Ce poème paru dans "l'Avenir de Mascara" du 31 août 1940, nous est envoyé par notre lecteur M.Guy Mermod, que nous remercions. Le poème n'est pas signé mais il est sans doute dû à la plume de Charles Dubar dont l'article paru dans "l'Echo de Bougie", et reproduit dans le même journal, fait état des mêmes réflexions.
La Légion d'honneur, ce dernier mot l'indique, Fut créée autrefois par le Grand Empereur, Pour marquer des héros, les exploits magnifiques, Et les récompenser de leur haute valeur.
Chapeau bas, devant ceux qui vraiment la méritent ! Leurs noms sont au Tableau d'Honneur de la Nation: Mais les institutions, à la longue s'effritent Et croulent sous le poids des viles concussions!
Au ciel, Napoléon, chaque jour, l'âme émue D'y voir tant de rubans de l'Ordre qu'il Créa, Dit au Bon Dieu: "Je vais les passer en revue... Venez donc admirer tous ces braves soldats..."
Le défilé commence: Oh! Sans cérémonies! L'Empereur avait mis simplement sa grand'croix Sur un vieux complet gris, sans or ni broderies, Puis il interrogea le premier de son choix:
-"Qu'as-tu fait pour avoir cette croix que tu portes?... -"Moi? J'étais épicier...Oui Sire c'est en gros Que je vendais, bon prix, des lots de toutes sortes: Des conserves, du lard, des nouilles, des pruneaux!
"Va-t-en, fit l'Empereur...Voyons. toi, je suppose... "Moi? J'étais journaliste et des gouvernements, Etant subventionné, j'ai défendu leur cause.
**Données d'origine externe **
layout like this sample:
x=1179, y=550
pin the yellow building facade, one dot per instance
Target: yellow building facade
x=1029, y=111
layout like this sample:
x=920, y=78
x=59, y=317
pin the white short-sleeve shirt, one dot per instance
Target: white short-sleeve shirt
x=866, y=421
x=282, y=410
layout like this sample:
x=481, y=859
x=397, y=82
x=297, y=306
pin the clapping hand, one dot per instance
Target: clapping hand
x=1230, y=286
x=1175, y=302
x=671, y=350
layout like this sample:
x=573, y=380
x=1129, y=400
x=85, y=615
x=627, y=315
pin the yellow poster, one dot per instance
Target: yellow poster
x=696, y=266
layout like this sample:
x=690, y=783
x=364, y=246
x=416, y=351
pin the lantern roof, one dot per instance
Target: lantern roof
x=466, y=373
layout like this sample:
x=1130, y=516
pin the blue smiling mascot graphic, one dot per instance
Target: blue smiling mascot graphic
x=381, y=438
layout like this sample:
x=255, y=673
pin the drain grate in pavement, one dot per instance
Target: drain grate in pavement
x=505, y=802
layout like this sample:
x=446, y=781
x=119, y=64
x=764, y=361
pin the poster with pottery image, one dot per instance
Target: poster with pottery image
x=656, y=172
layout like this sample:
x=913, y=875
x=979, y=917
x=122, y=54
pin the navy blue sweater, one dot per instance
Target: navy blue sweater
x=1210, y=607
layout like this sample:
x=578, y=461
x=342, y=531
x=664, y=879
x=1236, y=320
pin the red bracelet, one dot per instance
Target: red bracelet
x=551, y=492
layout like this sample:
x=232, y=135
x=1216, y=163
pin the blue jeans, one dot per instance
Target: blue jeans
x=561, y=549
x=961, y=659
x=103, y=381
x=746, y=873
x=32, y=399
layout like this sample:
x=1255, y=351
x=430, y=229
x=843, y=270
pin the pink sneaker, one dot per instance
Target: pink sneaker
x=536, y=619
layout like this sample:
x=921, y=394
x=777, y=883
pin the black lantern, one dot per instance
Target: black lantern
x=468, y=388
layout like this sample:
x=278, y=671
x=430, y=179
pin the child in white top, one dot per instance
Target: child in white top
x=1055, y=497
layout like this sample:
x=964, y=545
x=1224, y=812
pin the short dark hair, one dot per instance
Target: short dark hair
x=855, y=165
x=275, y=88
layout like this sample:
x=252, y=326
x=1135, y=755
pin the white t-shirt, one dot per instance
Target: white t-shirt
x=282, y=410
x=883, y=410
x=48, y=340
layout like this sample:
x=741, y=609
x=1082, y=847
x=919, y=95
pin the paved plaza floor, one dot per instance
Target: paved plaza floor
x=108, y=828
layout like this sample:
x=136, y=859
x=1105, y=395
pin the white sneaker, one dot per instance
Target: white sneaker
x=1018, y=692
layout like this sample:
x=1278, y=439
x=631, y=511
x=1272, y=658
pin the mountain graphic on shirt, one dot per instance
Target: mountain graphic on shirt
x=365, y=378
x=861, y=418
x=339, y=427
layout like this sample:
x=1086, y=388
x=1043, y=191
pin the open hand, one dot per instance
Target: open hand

On m'a décoré pour...SERVICES EMINENTS!
-"Pars! dit Napoléon dont la colère augmente... Et toi? "Je dirigeais un grand trust financier. Je savais spéculer sur le change, la rente... Oui, j'ai eu mon ruban grâce aux petits rentiers!
"Ça, cria l'Empereur, c'est vraiment fantastique! Et toi? - "Sire, j'étais avocat sans procès ; Je pris des opinions, fis de la politique... Et j'obtins cette croix d'un ministre à succès!
-"Et toi, vite réponds! -"Moi. Sire, j'étais riche; J'avais une écurie, un château, un cheptel, J'ai vendu des prix fous des poulains, des pouliches; Mais j'ai fait prospérer le Pari Mutuel.
-"Un autre, par pitié! -"Moi, Sire, dans la vie, Je l'avoue humblement, d'exploits, je n'ai pas fait; Mais, j'avais une femme élégante et jolie, Qui, dans les ministères...beaucoup fréquentait!
Napoléon rageait, retenant un blasphème! "Et toi, l'as-tu gagnée...enfin...par exception? -"Sire, je le crois bien, et pensez si je l'aime, Pour avoir ce bijou, j'ai payé deux millions!
Bande de flibustiers!...Usurpateurs de gloire!... Hurla Napoléon, chassant les décorés, C'est ainsi que sur terre, on souille ma mémoire En vendant pour de l'or cet emblème sacré?
Il restait, dans un coin, un dernier légionnaire -"Eh bien! Qu'attends-tu? -"Sire, daignez m'écouter! Je ne suis qu'un poilu de la dernière guerre, Pendant près de cinq ans, pour eux, j'ai dû lutter...
"Bien que blessé sept fois, j'ai survécu quand même, Alors l'on m'a donné une maigre pension... Pour la femme, l'enfant, c'était souvent carême! Mais à quoi bon se plaindre...en France, ils sont légion!
"Et pourtant cette croix, Sire, je vous l'assure, Ah! Comme je l'aurais portée avec orgueil! Ce n'est qu'une fois mort des suites de blessures Qu'elle fut déposée, un jour, sur mon cercueil..."
Napoléon pleurait..."Enfin, dit-il, un BRAVE! Viens m'embrasser, petit! "Et fixant l'autre tas, Il arracha sa croix, et puis...d'une voix grave: "Prends-la! Tu la mérites, mais ne la porte pas!"